Para que se entienda mejor la gravedad de lo cometido por el milico de marras –es que la denominación de “militar” le queda grande– pongo un trío de ejemplos, dos históricos y uno del derecho comparativo actual. En la Roma antigua, estaba prohibido tanto el ataque a los representantes populares como la interferencia en el ejercicio de sus funciones. La razón se fundamentaba en la libertad que estos debían gozar para expresarse y hacer saber lo que pensaban sus representados. La incolumidad de los senadores rayaba en lo sagrado porque representaban, según los lábaros que usaban sus legiones, al Senatus Populusque Romanus (Senado y pueblo romano). Quienes la violentaran se convertían en reos de muerte. Pero la verdadera institucionalización de la inviolabilidad de los legisladores comienza en la Inglaterra del siglo XVII, cuando el Parlamento pasó el Bill of Rights para evitar los abusos de poder de James II, quien acusaba de delitos a quienes les resultaban inconvenientes y, así, apartarlos de la toma de decisiones que no le cuadraban a la corona –¿algún parecido con la actualidad? O sea, que desde muy antiguo, esa inviolabilidad de los parlamentarios tiene su origen en la necesidad de la separación de poderes y la búsqueda de la independencia del poder legislativo con respecto al ejecutivo. Aquí, los tinterillos que complacen todas las arbitrariedades que inventan en Miraflores y el PUS les hacen el mandado, enanizan la democracia y hacen revivir la tiranía del ejecutivo sobre el legislativo como si no hubiesen existido las revoluciones inglesa, americana y francesa.

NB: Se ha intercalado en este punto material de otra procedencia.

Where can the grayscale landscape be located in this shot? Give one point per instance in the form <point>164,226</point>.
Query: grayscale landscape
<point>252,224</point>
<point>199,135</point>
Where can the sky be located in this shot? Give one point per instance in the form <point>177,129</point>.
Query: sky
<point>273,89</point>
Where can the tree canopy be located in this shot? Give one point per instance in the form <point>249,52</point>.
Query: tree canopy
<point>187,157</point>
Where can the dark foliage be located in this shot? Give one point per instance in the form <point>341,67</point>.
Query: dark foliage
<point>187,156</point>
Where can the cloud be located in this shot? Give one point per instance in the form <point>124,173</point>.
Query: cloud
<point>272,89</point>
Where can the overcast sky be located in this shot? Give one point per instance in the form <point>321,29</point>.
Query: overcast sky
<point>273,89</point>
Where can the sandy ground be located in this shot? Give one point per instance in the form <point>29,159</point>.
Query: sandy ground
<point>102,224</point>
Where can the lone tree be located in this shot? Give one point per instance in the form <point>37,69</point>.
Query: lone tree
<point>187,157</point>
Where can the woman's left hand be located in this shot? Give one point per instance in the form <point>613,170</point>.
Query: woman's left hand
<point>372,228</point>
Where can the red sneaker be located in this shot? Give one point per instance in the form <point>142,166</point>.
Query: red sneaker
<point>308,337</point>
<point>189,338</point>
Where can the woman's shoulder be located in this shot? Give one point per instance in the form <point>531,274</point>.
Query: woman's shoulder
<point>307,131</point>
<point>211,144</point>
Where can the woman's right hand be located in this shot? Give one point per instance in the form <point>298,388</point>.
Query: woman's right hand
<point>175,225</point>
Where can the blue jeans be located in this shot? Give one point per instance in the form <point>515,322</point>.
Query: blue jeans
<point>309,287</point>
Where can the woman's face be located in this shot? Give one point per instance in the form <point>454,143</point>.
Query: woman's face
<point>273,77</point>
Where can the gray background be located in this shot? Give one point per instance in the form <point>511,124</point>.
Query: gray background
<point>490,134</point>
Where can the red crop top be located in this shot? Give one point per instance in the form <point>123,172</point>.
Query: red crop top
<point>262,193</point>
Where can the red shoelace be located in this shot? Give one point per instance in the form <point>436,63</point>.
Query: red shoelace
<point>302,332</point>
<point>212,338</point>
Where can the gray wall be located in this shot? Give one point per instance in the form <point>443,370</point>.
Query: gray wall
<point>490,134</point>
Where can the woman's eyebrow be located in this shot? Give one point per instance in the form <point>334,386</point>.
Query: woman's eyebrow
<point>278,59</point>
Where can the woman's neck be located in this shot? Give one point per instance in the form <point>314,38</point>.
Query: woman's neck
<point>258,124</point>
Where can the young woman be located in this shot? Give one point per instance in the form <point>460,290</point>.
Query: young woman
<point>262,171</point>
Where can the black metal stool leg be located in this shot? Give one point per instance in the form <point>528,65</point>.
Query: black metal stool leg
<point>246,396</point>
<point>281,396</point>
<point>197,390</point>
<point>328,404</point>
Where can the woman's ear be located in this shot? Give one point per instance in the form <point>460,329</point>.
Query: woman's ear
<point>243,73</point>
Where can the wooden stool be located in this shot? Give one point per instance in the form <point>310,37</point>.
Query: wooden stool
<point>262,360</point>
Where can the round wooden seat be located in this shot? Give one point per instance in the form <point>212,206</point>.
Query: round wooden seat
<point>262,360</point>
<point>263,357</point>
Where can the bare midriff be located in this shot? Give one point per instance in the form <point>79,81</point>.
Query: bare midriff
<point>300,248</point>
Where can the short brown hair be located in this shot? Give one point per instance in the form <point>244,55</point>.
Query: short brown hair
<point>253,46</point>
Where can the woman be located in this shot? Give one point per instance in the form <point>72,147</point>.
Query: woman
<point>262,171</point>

El ejemplo contemporáneo es el de los legisladores estadounidenses, quienes solo gozan de impunidad e inviolabilidad mientras se desplazan desde sus casas de habitación hasta el Congreso para sesionar o ejercer las funciones investigativas sobre la administración. Es de tal importancia la presencia de estos en el Senado o en la Cámara de Representantes, que la Ley les concede esa excepción a la regla general sobre los poderes de policía para detener personas. Eso no es un cheque en blanco para la comisión de delitos por parte de un congresista ni en los Estados Unidos ni en ningún país civilizado, porque las leyes prevén que si el propio Parlamento da su visto bueno para que el legislador acusado sea encausado, este es cesado en su fuero y puesto a la orden del tribunal de la causa, usualmente al de mayor jerarquía.
Pero para el coronel Lugo y quienes les dan las órdenes ilegales que él ejecuta, el Art 200 constitucional no existe. Y por eso tienen el tupé de impedir que la Asamblea funcione. Y después hay inanes y áulicos que nieguen que estamos bajo un tiranía. Tan en tiranía estamos que ya hemos visto el horror de que varios ciudadanos acusados infundadamente de cometer delitos electorales han sido encausados en tribunales militares y, mientras se dicta sentencia (que ex profeso será procrastinada), son encerrados en prisiones castrenses…
Otrosí. ¡Con qué alegría firmé el 16-J! Me sentí lleno de venezolanidad. Y no tuve inconveniente alguno, a pesar de que estaba en tierra extraña. Para usar una frase que emplea mucho un querido amigo que es hoy preso político del régimen y a quien rindo homenaje: Carlos Graffe: ¡Sí se puede!